Page dressed his protégés in loud striped suits and urged them to maintain an impeccable image offstage. Presley, a moderate drinker who smoked, by his own estimation, an average of 80 a day for most of his life, never took illegal drugs. But Page was also particularly insistent that the group refrain from swearing. With time, the musicians found this stricture more difficult to adhere to.
In the late 1960s, a studio engineer secretly kept the tape rolling while The Troggs were airing musical differences between takes. The recording begins on an optimistic note, with one member explaining that: “This is a f—— number one. It f—— is. This is a number f—— one, and if this bastard don’t go, I f—— retire. I f—— do. Bollocks. But it f—— well won’t be unless we spend a little bit of f—— thought and imagination to f—— make it a f—— number one. You’ve got to sprinkle a little bit of f—— fairy dust over the bastard.”

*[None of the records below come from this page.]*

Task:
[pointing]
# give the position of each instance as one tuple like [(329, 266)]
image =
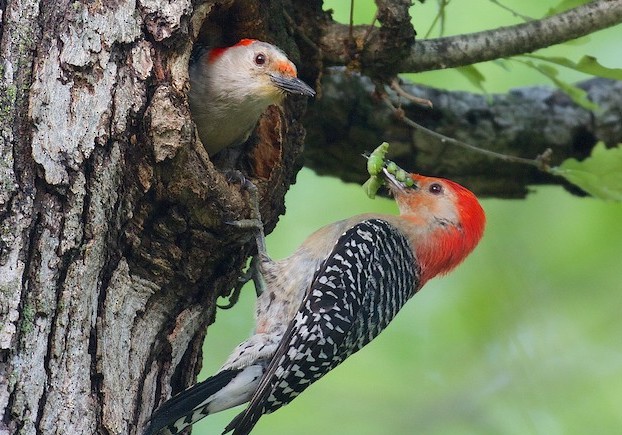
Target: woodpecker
[(231, 87), (331, 297)]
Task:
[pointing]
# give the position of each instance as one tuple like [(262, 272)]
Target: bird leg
[(254, 270)]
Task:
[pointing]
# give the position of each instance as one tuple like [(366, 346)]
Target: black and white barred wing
[(355, 293)]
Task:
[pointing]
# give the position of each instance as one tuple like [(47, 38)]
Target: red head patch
[(215, 53)]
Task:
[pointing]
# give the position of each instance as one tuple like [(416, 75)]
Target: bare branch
[(348, 120), (460, 50)]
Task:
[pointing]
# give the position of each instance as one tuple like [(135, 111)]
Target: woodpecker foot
[(252, 273), (255, 219)]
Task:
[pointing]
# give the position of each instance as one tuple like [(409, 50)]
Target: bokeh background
[(524, 338)]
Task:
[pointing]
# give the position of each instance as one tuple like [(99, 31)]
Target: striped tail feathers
[(179, 411)]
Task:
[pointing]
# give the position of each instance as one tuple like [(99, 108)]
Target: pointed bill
[(292, 85)]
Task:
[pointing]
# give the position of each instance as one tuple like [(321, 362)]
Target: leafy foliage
[(600, 175)]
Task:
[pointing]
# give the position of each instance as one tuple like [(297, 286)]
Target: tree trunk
[(114, 243), (113, 238)]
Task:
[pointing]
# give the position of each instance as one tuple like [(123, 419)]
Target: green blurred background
[(524, 337)]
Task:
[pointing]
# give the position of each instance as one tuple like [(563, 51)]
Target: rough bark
[(113, 242), (350, 120), (461, 50)]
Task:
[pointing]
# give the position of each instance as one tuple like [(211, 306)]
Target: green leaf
[(472, 74), (600, 175), (587, 65), (578, 95)]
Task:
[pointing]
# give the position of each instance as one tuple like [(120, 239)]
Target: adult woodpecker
[(331, 297), (231, 87)]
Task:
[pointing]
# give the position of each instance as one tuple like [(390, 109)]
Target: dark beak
[(293, 85)]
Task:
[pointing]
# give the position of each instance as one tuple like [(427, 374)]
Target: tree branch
[(460, 50), (348, 121)]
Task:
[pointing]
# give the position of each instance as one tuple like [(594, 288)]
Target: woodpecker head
[(231, 87), (259, 68), (448, 221)]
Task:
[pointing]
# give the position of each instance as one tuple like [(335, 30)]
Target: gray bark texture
[(113, 238), (349, 120)]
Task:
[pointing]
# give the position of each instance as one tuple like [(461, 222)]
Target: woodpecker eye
[(435, 189)]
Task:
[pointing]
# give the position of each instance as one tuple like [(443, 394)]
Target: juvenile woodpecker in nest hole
[(231, 87)]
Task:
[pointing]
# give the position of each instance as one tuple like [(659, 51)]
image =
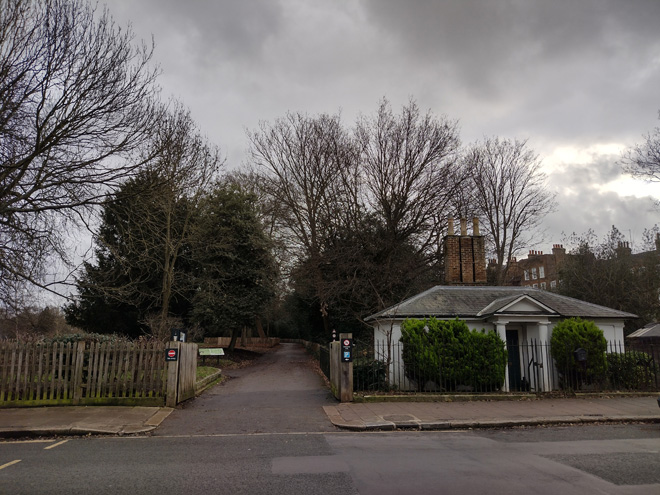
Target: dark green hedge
[(452, 356), (632, 370), (572, 334)]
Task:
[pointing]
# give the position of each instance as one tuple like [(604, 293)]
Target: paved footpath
[(499, 413), (282, 393)]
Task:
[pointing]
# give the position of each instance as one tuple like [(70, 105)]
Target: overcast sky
[(580, 79)]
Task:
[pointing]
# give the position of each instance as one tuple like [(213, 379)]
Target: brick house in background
[(520, 315), (538, 270)]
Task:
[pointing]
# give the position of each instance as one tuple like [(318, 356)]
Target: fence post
[(78, 371), (172, 376)]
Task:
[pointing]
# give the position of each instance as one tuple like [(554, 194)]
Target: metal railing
[(531, 367)]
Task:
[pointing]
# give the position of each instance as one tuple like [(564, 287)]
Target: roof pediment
[(485, 301), (521, 304)]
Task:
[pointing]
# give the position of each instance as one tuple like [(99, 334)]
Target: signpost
[(346, 350), (171, 354)]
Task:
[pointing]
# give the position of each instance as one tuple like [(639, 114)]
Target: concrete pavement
[(56, 421), (95, 420), (491, 413)]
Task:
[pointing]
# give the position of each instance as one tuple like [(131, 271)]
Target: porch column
[(545, 355), (501, 330)]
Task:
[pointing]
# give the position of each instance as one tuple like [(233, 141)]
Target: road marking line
[(3, 442), (10, 463), (55, 445)]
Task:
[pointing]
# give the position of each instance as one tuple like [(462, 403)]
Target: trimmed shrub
[(572, 334), (369, 374), (452, 356), (632, 370)]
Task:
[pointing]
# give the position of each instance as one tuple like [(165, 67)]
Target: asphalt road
[(567, 461)]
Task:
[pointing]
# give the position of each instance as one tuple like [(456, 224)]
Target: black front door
[(515, 376)]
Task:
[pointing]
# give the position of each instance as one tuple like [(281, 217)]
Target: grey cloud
[(236, 29), (541, 58)]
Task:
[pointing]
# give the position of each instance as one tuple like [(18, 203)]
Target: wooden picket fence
[(82, 373)]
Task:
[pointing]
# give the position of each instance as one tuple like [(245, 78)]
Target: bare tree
[(643, 160), (147, 225), (77, 99), (408, 165), (509, 192), (301, 160)]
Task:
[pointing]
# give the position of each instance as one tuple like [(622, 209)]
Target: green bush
[(631, 371), (452, 356), (369, 374), (572, 334)]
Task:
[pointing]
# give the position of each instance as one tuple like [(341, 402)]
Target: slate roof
[(482, 301), (650, 330)]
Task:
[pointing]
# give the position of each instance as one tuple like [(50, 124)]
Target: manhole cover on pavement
[(400, 418)]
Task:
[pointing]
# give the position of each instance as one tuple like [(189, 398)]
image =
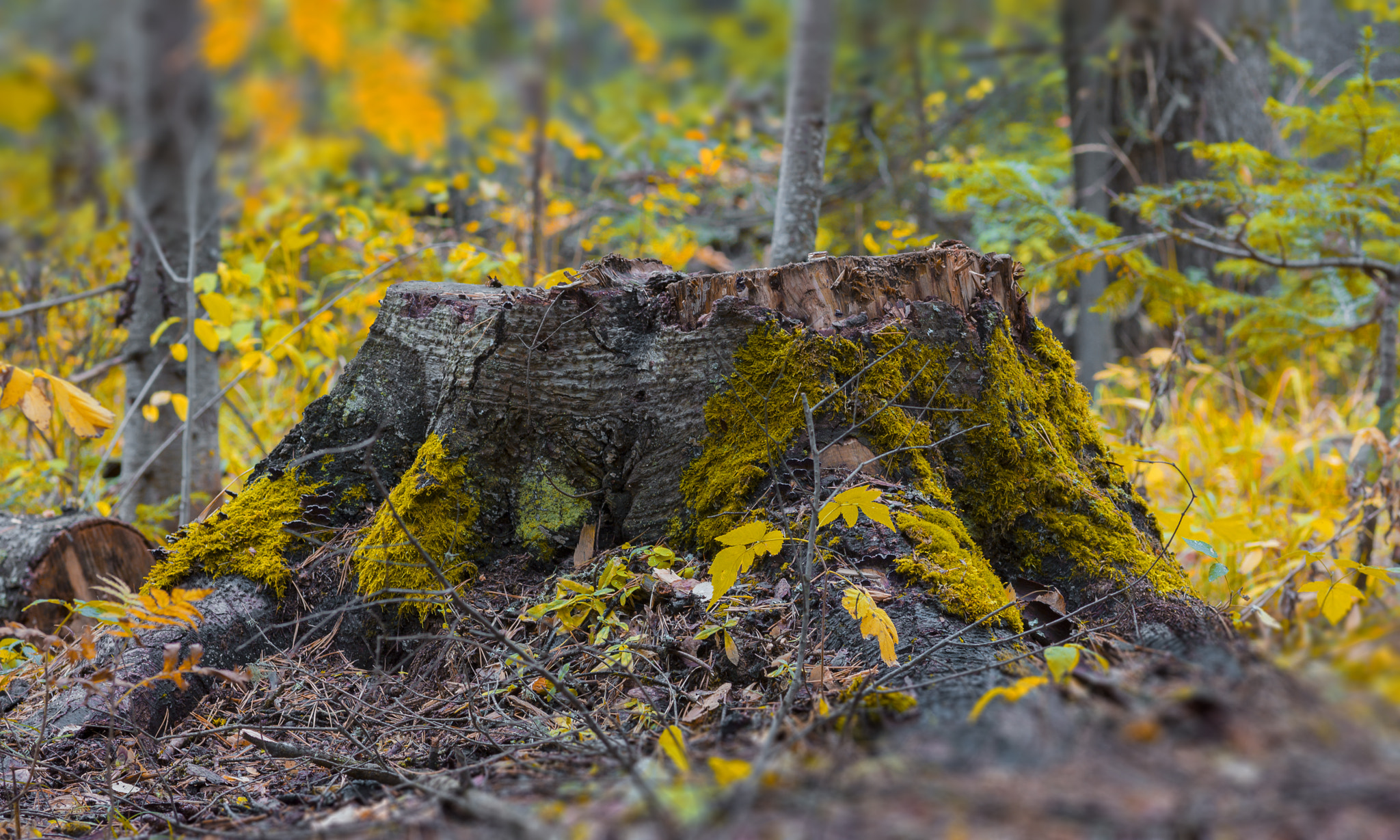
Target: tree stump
[(64, 558), (642, 405)]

Later in the discussion (ironically the song in question, never released, was entitled Tranquillity) a note of disharmony begins to creep in. Presley offers some advice to Ronnie Bond, the band’s drummer. “You can say that,” Bond responds, “all f—— night. Just shut your f—— mouth for five minutes. Don’t keep f—— ranting down that f—— microphone. F— me, Reg. Just f— off and let me keep going f—— through it. I know it ain’t f—— right. I can f—— hear it ain’t right you —-. F— me. When I f—— hear it in my f—— head, that that’s what I’ve gotta f—— do, then I’ll do it. You big pranny.”
“The Troggs’ Tapes”, as the bootlegged session became known, became one of their most enduringly popular recordings. Parodied in a scene of Rob Reiner’s 1984 comedy This is Spinal Tap, it was eventually issued legally, as a bonus CD in Archaeology, a 1992 boxed set of the group’s collected works. “I was a bit annoyed about the tape at the time,” Reg Presley said, “because it was a while before we knew it even existed. We found out in a pub, in west London. This bloke came up to us and said: ‘You’re the Troggs, aren’t you? Have a listen to this.’”

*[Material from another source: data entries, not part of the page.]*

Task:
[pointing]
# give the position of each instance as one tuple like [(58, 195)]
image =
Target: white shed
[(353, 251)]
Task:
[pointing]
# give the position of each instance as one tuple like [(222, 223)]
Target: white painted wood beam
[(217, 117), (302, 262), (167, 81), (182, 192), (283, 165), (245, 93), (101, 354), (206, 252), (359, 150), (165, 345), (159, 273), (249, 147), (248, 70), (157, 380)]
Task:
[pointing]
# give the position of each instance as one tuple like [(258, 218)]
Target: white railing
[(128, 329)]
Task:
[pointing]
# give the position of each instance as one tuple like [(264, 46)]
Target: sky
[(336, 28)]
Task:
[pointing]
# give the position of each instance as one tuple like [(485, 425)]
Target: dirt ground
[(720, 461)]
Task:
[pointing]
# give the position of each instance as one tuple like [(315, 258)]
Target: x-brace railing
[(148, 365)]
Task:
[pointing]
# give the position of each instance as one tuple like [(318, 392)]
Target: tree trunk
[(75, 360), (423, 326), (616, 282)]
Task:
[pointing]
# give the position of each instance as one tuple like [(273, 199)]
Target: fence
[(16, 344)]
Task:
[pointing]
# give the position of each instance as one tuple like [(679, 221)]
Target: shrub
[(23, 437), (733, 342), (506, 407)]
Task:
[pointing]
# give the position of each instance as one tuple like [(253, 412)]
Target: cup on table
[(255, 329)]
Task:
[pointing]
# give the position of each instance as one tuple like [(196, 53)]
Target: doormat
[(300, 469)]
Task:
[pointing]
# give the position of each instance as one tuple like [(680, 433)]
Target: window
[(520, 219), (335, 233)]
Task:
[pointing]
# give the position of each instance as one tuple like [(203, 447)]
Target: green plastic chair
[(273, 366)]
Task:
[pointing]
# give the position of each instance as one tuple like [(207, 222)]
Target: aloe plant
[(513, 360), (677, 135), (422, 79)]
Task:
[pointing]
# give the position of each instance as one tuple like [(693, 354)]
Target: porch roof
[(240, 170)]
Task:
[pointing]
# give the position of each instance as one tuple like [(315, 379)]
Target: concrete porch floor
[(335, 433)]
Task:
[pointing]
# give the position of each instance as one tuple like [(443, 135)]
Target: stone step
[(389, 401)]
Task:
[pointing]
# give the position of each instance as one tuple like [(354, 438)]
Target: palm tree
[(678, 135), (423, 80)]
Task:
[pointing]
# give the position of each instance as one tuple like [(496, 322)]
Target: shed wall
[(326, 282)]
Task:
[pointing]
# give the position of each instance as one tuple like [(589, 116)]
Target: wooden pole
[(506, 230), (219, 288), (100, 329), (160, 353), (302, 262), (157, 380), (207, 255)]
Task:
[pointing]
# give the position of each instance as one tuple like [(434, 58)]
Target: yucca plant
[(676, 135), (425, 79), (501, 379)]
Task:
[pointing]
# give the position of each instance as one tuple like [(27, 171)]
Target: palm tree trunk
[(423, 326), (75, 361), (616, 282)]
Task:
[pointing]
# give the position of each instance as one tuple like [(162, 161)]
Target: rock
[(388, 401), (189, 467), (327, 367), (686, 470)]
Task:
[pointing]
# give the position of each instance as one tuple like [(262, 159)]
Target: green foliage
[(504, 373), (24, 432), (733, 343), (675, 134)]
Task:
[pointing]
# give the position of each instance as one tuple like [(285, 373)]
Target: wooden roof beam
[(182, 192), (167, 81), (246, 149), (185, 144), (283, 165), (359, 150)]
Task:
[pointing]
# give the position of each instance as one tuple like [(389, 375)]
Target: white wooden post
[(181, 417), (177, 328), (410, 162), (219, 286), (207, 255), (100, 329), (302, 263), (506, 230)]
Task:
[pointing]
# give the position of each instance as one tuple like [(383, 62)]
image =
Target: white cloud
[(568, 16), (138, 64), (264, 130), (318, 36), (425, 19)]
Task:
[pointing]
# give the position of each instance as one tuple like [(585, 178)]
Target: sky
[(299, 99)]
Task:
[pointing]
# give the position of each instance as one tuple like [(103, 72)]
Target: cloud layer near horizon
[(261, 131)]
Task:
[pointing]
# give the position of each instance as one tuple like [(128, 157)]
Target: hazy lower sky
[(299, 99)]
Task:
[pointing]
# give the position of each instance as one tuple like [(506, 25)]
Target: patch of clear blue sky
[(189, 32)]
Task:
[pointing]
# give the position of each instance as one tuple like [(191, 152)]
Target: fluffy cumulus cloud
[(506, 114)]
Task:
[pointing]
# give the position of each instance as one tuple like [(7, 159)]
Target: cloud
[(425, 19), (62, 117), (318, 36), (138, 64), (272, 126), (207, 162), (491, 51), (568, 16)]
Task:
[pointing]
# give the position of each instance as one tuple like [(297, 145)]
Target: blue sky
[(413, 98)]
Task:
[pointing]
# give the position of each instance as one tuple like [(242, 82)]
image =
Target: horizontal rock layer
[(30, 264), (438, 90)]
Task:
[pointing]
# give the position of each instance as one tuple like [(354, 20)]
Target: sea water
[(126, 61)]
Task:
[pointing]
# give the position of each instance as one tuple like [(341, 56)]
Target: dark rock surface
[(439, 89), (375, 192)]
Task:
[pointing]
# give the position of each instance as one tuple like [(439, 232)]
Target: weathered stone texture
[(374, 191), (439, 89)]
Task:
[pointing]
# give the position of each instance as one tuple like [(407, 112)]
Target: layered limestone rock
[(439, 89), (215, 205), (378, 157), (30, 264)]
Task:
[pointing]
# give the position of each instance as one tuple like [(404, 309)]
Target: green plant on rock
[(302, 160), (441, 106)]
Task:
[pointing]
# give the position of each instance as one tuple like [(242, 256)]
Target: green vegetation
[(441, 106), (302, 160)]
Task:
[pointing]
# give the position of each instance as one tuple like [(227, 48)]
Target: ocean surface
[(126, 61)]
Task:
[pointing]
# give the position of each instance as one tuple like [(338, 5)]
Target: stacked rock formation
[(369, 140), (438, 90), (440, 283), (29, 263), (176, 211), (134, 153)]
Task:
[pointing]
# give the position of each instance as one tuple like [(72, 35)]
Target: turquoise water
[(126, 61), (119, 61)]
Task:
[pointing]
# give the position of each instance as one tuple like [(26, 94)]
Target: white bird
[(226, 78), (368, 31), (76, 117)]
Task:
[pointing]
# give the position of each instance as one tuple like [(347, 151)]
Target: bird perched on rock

Presley was informed that pirated copies of the 11-minute tape, unpurged of its 114 expletives, had been eagerly purchased by his rivals in the music business, and that black market vendors were reporting a more satisfactory level of customer feedback than was usual with a Troggs recording.
This was unfair. For Wild Thing, With a Girl Like You and Any Way That You Want Me were outstanding singles which inspired a host of performers, including Iggy Pop. The late American writer Lester Bangs even went so far as to publish a 25,000 word eulogy to The Troggs, which hailed them as the godfathers of punk and called their music “holy”. At one point Bangs, whose critical instincts occasionally betrayed his prodigious consumption of narcotics, compared Reg Presley to Marcel Proust.
[…]
When discussing space travel, Presley tended to depart from the standard vernacular, referring to interstellar craft as “the bugger” or “the bastard”, and to interplanetary communications systems as “tackle”. In 1994 he claimed to have obtained footage of a metallic disc seen hovering over crops, an object which, he said, was “nosin’ around at corn height”, and “sniffin’ around the field”. This, he argued, was “one of the little fellers – the ones with the big cow eyes, which in UFO circles we call the greys. I’ve got a sneaking feeling that they are engineered by aliens who can see the future; if they know a woman is going to lose a baby they take it and they convert it. They put in a bit of extra brain. Maybe no vocal. But they can mind-read you.”
If an alien craft landed and offered to abduct him, Presley reflected in 2006, “I hope I would have the bottle to go. Because I’d like to ask them a lot of bloody questions. And they’ve probably got all the answers. These beings may be 20 million years in advance of us. What kind of technology must they have? You could come back to earth and not know a soul on the planet. But perhaps you would have seen something that would help save the whole human race. And maybe some people have done that.”